Schema management in Kafka

May 27, 2020

Kafka stores records as binary data. When stored on the broker, it is simply a stream of bytes. There needs to be a contract between publishers and subscribers to know how to encode/decode a message in a topic. The encoding/decoding is also known as serialization/deserialization.

For Kafka, a widely adopted serialization format is Avro. All messages stored within a topic should be encoded with same or similar schemas to avoid compatibility issues.

Serialization/Deserialization

How to encode and publish a message (Publisher side)

Get the avro schema
Create an encoder for that schema
Encode the message using schema
Push the encoded bytes to the broker

How to consume the message (Consumer side)

Get the avro schema
Create a decoder for the schema
Read the bytes from the broker
Use the decoder to recover back the message

There are Avro libraries/SDK available in all major languages. Avro schema is a standard format represented as a JSON. You can read more about Avro here.

If you follow the steps above, there are 2 major aspects of reading and writing from Kafka. One is creating the encoder/decoder which is made easier thanks to Avro libraries available to us. The other aspect is the contract between publishers and consumers of a topic to make sure they both have a consistent schema to refer to when reading/writing those messages. If A publishes messages using schema 1 and B tries to decode it using schema 2, it can be interpreted in a very different way which defeats the purpose of sharing the information.

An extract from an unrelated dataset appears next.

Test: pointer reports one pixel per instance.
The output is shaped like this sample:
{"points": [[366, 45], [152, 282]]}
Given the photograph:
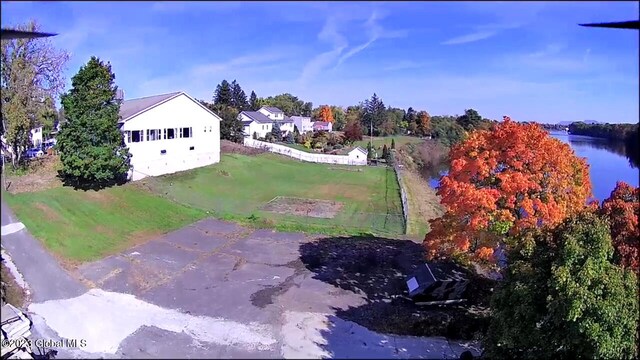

Once the 2 parties (or multiple) decide on the schema or format, they can store that schema locally in their application and read/write from Kafka asynchronously. However, when the publisher wishes to alter the schema by adding/deleting a field or type conversions, they have to relay that information to everyone who is associated with that topic. This is where schema management becomes important. A common store to share and store schemas would make life much easier.

Schema Registry

Confluent introduced a schema store they called Schema Registry. It is a distributed metadata store that provides a RESTful interface to store and retrieve schemas. It supports Avro, JSON, Protobuf schemas that can be shared among all consumers and publishers. It is provided as a separate service and can be deployed with or without Kafka platform.

Registering a schema

A JSON based schema can be registered as a HTTP POST request. Every schema is assigned a unique schema ID that can serve as an identifier for a schema. If you try to register the same schema again, it will simply return the same schema ID of the original one. The schema IDs are monotonically increasing as you add more schemas.

In a Kafka topic, the key and the value can both have different schemas. Schema registry supports topic schemas based on the topic name and whether it is a key or a value. The combination of topic and key/value identifier is what is called subject. Schemas can evolve in a compatible way to support multiple formats for a topic.

Fetching a schema

A schema is identified either by the subject or schemaID. A simple GET request with a subject or a schema ID parameter will return a JSON based format that can be saved and used by the decoder.

Embedding schema ID in Kafka messages

A common pratice followed across the industry is embedding schemaID to every Kafka message. The first byte is a 0x0 character followed by 4 bytes representing the schemaID and the rest of the message is the encoded bytes.

Kafka message with schema ID 35 would look like below:

00 00 00 00 23 21 22 .....

The first byte is the null byte, the next 4 bytes are 0x23 (35) followed by encoded bytes.